En “La sociedad abierta y sus enemigos”, Karl Popper escribe que la cuestión no es cómo conseguir que gobiernen las buenas personas. Popper dice que esa es la pregunta equivocada. La mayoría de las personas atraídas por el poder, escribe, “raramente han estado por encima de la media, ya sea moral o intelectualmente, y a menudo [han estado] por debajo de ella”. La cuestión es cómo construimos fuerzas para restringir el despotismo de los poderosos. Hay un momento en las memorias de Henry Kissinger (no compre el libro) en el que Nixon y Kissinger observan a decenas de miles de manifestantes contra la guerra que han rodeado la Casa Blanca. La administración de Nixon había colocado autobuses urbanos vacíos en un círculo alrededor de la Casa Blanca para mantener a raya a los manifestantes. “Henry”, dijo, “van a romper las barricadas y acabar con nosotros”.

Y es precisamente ahí donde queremos que estén las personas que ocupen el poder. Por eso, aunque no era liberal, Nixon fue nuestro último presidente liberal. Tenía miedo de los movimientos y, si no podemos hacer que las élites nos tengan miedo, fracasaremos. 

Debemos construir estructuras organizadas de desafío abierto. Puede que esto lleve años, pero sin un contrapeso potente, sin una visión alternativa y estructuras alternativas de autogobierno, nos veremos cada vez más imposibilitados. Cada acción que tomemos, cada palabra que pronunciemos debe dejar en claro que nos negamos a participar en nuestra propia esclavitud y destrucción. 

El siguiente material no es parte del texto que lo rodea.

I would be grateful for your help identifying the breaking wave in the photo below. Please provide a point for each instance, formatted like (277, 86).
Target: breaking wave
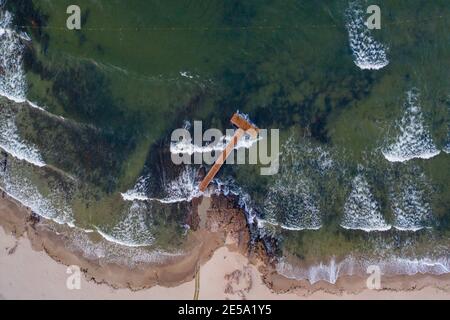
(331, 271)
(291, 204)
(12, 78)
(414, 140)
(182, 188)
(138, 192)
(361, 210)
(51, 206)
(411, 211)
(367, 52)
(111, 252)
(293, 199)
(11, 142)
(134, 229)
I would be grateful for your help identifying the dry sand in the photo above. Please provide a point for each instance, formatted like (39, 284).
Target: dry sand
(29, 274)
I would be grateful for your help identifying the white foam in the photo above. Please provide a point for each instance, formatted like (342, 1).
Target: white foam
(12, 77)
(11, 142)
(411, 211)
(367, 52)
(414, 140)
(361, 210)
(349, 266)
(291, 204)
(138, 192)
(133, 230)
(51, 206)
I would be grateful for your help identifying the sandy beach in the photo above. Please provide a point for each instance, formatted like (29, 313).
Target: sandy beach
(30, 273)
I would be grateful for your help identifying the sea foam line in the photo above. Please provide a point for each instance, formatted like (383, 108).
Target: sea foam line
(414, 139)
(368, 53)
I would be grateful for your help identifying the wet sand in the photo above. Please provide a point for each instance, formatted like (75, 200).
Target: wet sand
(30, 273)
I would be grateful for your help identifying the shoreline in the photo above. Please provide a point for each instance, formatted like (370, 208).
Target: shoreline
(216, 240)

El coraje es contagioso. Las revoluciones comienzan, como vi en Alemania del Este, con unos pocos clérigos luteranos que marchaban por las calles de Leipzig con velas encendidas. Terminan con medio millón de personas protestando en Berlín Oriental, la deserción de la policía y el ejército al bando de los manifestantes y el colapso del Estado de la Stasi. Pero las revoluciones sólo ocurren cuando unos pocos disidentes deciden que ya no van a cooperar. 

Puede que no lo logremos. Que así sea. Al menos, quienes vengan después de nosotros, y hablo como padre, dirán que lo intentamos. Las fuerzas corporativas que nos tienen en sus garras mortales destruirán nuestras vidas. Destruirán las vidas de mis hijos. Destruirán las vidas de sus hijos. Destruirán el ecosistema que hace posible la vida. Tenemos la obligación hacia quienes vengan después de nosotros de no ser cómplices de este mal. Tenemos la obligación hacia ellos de negarnos a ser buenos alemanes. 

Al final, no lucho contra los fascistas porque vaya a ganar, lucho contra los fascistas porque son fascistas.